Подошла электричка, с недобрым шипением распахнула двери, Кузьма Лаврентьевич шагнул в вагон, обернулся, тяжело поднял руку, тут же уронил ее и, надо же, вытер слезы Только сейчас Шихин увидел, что старик плачет чуть ли не навзрыд. Опять раздалось шипение, двери захлопнулись, и вагоны, набирая скорость, унеслись в сторону Москвы.
Шихин проводил взглядом электричку, сел на теплую скамейку и долго сидел, глядя в асфальт у себя под ногами. Потом вынул из-под скамейки две пивные бутылки, придирчиво осмотрел — не надколото ли горлышко, нет ли трещин, сунул их в авоську, с которой не расставался, и пошел к дому.

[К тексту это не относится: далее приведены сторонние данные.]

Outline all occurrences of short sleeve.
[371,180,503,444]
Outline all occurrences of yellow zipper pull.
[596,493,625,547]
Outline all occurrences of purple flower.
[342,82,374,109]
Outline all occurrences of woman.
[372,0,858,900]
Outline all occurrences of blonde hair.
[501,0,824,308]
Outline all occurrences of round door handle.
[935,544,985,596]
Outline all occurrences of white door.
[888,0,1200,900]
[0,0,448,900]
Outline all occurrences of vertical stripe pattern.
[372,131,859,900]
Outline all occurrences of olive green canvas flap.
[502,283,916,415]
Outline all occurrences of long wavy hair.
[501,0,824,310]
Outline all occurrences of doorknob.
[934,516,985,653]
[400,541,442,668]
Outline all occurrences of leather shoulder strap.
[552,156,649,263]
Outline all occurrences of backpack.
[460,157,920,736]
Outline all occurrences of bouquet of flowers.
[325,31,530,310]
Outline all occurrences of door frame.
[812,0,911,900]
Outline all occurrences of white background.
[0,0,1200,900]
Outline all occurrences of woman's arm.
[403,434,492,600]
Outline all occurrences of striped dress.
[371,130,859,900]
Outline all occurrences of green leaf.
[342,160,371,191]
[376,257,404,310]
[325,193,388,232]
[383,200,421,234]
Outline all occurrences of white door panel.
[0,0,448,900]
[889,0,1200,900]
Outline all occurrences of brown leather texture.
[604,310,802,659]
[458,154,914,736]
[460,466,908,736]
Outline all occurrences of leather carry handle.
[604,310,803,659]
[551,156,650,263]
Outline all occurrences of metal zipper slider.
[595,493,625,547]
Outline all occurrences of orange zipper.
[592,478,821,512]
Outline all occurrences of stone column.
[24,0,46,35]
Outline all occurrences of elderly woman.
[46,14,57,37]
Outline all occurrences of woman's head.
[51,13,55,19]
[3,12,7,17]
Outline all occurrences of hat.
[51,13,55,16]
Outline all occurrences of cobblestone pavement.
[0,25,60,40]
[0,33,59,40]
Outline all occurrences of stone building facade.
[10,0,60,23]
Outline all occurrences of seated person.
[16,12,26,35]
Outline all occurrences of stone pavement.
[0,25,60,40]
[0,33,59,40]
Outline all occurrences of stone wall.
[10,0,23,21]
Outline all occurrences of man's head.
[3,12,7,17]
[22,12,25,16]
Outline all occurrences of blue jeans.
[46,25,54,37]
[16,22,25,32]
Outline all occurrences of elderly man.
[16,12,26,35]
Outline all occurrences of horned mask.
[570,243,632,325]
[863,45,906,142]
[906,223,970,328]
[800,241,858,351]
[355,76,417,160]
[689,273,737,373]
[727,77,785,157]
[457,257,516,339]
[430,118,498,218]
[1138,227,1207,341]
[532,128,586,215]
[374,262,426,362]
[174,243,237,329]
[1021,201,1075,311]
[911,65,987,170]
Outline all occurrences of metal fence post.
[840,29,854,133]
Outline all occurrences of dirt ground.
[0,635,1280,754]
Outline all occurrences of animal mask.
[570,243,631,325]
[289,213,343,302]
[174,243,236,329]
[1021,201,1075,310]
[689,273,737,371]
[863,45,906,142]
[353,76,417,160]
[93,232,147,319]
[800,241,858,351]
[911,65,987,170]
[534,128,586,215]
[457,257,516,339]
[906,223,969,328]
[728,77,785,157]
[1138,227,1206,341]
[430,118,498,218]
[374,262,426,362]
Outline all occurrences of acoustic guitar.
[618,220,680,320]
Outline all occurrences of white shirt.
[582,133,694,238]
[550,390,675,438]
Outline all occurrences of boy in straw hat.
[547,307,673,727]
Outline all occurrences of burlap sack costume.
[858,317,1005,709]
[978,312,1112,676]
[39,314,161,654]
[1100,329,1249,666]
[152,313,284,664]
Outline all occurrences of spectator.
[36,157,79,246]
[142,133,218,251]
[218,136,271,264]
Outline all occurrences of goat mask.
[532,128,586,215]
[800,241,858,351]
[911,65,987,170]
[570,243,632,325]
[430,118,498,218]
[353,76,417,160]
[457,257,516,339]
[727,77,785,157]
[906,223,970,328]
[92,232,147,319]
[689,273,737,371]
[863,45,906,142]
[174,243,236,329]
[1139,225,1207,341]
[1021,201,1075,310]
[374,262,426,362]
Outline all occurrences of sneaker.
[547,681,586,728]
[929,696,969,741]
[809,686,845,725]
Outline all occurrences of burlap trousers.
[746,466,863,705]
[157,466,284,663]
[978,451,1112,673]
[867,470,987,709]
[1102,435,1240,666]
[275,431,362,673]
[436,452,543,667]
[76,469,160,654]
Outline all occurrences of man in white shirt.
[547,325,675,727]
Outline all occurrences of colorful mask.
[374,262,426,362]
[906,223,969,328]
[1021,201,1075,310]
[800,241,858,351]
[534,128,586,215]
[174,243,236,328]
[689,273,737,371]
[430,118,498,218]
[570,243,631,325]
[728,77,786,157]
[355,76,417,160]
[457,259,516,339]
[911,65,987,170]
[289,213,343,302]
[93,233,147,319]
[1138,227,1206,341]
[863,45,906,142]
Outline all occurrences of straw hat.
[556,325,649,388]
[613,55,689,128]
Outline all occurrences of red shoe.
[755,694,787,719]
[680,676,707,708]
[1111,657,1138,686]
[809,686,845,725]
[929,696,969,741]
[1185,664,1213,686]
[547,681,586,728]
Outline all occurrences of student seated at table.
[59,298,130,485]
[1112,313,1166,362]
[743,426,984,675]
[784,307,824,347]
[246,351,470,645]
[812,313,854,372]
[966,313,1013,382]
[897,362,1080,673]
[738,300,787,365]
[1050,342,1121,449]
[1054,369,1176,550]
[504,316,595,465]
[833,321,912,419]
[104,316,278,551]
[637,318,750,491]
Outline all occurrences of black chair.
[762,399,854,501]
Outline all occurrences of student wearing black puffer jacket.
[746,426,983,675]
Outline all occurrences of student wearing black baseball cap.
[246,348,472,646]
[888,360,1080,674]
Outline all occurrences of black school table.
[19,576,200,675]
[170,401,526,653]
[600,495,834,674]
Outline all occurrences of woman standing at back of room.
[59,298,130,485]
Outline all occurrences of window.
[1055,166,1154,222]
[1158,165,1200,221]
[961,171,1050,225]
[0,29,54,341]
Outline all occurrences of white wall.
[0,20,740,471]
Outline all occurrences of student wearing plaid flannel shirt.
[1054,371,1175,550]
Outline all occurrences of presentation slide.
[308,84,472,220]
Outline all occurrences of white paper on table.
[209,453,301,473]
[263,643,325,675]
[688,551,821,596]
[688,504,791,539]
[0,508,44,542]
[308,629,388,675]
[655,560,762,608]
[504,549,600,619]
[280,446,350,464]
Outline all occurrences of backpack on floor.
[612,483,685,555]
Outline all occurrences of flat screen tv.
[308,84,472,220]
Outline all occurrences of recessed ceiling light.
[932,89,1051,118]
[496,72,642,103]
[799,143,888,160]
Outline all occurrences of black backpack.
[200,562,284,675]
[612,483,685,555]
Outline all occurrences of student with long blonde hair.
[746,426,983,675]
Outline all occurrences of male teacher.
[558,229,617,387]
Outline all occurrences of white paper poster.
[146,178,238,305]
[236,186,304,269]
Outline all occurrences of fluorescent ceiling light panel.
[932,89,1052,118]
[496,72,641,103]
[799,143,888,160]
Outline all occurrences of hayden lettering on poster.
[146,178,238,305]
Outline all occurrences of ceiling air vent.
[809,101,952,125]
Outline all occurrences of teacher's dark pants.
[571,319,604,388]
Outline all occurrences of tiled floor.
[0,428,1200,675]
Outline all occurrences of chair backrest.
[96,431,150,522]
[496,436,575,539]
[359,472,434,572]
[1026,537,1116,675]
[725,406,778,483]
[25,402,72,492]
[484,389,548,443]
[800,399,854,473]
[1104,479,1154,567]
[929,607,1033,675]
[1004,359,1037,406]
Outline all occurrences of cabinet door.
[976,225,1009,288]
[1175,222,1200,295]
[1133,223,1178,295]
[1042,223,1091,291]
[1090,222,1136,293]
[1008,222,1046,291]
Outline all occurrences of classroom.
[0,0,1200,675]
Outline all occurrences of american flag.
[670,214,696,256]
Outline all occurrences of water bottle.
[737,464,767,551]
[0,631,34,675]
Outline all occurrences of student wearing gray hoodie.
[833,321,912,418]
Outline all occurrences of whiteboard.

И сегодня, вспоминая, какой провожал Кузьму Лаврентьевича, Шихин видит себя, медленно бредущего но не существующим уже одинцовским тропинкам к своему не существующему уже дому, и позвякивают у него в авоське две целехонькие бутылки из-под пива. Из-под не существующего уже жигулевского пива. Помните? Желто-голубая этикетка в виде скругленного полумесяца? Вот тогда-то Шихин и забрел в чужой, обезлюдевший двор, заглянул в разрушенный сарай и нашел там зеленый от времени самовар. И что удивительно — все краники, ручки, заклепочки у самовара оказались на месте. Очень удачная случилась находка, и Шихин несколько дней был совершенно счастлив. Этот самовар и поныне стоит у него на почетном месте, но Шихин далеко не всегда может вспомнить, когда он у него появился, откуда...
20
А вообще все это было давным-давно и вспомнилось Шихину лишь однажды осенью, когда он стоял на платформе, ожидая электричку на Москву. Ее долго не было, несколько поездов, как водится, отменили, собралось много народу, все были еще в осенних пальто, в плащах, с непокрытыми головами, а снег, мягкий, медленный снег шел все сильнее, по платформе мела легкая поземка, и наступили уже сумерки — не помню, право, зачем это Шихин собрался в Москву, на ночь глядя. Не иначе, как в Дом литератора, а там кто его знает...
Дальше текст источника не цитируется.